"Language in art remains a highly ambiguous transaction"
There are two ways of leaving an island. By air or by sea. Being as close to my usual destination (Auckland) as I am , the sea is my normal mode of transport. It is a calming 35 min journey, unless the northerly kicks up, and then there are a few white faces. The boats are generally on the hour, and during holidays they are overflowing with tourists, daytrippers, townies, as well as locals just trying to get home or to work.
Saturday morning at 8 is not generally a busy time to leave the island. Nevertheless, the coffee kiosk had its usual line up of bleary eyed suspects, including me, and the goth-esque teen with a coin-sized ring through his lip was doing his best to keep up. Still, the minutes ticked away until departure...6,5, then 4. the ferries don't care if you have a warm drink or not. I felt the pang of a combined caffeine need with missing-the-boat anxiety. Not pretty. Naturally I had already paid for my latte, and no one in their right mind would buy coffee on board, so the situation was quickly becoming dire. Other java-heads were also nervously watching the clock, the boat, and him in sustained glances that quickly became agitated. Juggling my laptop, paper, suitcase and coffee while producing my ticket is an act worthy of more practice, but in the end barista boy pulled his Heavy Metal hands into gear, and we were away on time, with a thundery downpour adding to the drama of a simple trip into town on a Saturday morning.
They say that one of the definitions of karma is "that which arranges your priorities" for you. That may be so. Those things which are most important should never be sacrificed for those which are least. Between the boat and the coffee however, there was a real dilemma: I needed both. A big shout out to "coffee guy". He jumped right into my karmic field of action and arranged my priorities for me. Nice one.
Among the more interesting social epidemics I follow in my role as an unofficial observer of humanity in action is what I call the "personal space syndrome". It is very evident with early morning ferry commuters, as well as pedestrians. Many are plugged into their media of choice, usually by earphones, with a signal to all that says "I am engaged". On the other hand, so much can be missed without a connection to the immediate environment. I was looking all around me, at the sea, the people, and the other islands as we sailed by, feeling the story behind each. They all have one.
Walking up the busiest street in downtown Auckland is an exercise in avoiding contact. Not just eye contact, but full physical. Some are talking on their cellphones, some are texting, some are listening to their iPods, and some are doing a combination of all three. Not many are aware of their surroundings. Pity the marketer in the 21st century. How to connect with these people? They don't watch commercial TV, they don't buy CD's anymore, and their world is made up of all that is digital/personal/virtual/mobile. What will they buy? More devices to stay connected? Perhaps. But to what are they connecting?

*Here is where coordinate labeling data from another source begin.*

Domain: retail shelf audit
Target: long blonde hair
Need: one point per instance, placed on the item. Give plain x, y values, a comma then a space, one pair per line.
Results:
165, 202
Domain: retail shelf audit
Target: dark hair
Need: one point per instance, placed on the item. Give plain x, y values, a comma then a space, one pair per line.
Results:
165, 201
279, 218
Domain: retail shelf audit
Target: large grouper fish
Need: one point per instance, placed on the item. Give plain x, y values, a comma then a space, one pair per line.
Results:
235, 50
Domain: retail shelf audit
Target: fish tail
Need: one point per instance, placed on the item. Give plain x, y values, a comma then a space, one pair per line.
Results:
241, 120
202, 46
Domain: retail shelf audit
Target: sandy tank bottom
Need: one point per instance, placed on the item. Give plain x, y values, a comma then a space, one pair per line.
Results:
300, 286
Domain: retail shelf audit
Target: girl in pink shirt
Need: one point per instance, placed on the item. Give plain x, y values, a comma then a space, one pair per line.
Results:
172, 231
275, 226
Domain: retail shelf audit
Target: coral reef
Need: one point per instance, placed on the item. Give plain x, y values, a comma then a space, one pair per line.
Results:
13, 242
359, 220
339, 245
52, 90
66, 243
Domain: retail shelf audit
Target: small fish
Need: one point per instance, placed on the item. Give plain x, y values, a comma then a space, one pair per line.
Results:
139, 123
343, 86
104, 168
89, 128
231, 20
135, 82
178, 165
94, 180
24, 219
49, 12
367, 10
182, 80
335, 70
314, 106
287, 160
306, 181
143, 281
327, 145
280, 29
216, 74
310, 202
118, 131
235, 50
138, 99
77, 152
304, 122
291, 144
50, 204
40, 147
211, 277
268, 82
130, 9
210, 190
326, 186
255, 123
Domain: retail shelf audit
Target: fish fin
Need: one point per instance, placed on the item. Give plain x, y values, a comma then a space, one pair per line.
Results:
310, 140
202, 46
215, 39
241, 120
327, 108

I probably sound old fashioned in championing the art of conversation and social engagement outside the digital realm. Imagination plays a big part in this practice of participatory observing, and judgement must cast aside to be effective. Apparently there is a world wide "Slow Life" movement, incorporating Slow Cities, and Slow Food, etc. I say good work. So much is missed when one is in a hurry. The seductive idea of being fully present in our daily life brings with it an image of expanding our awareness, and in the process becoming a better human being. Not a bad trade off for missing a boat or a coffee. Or both.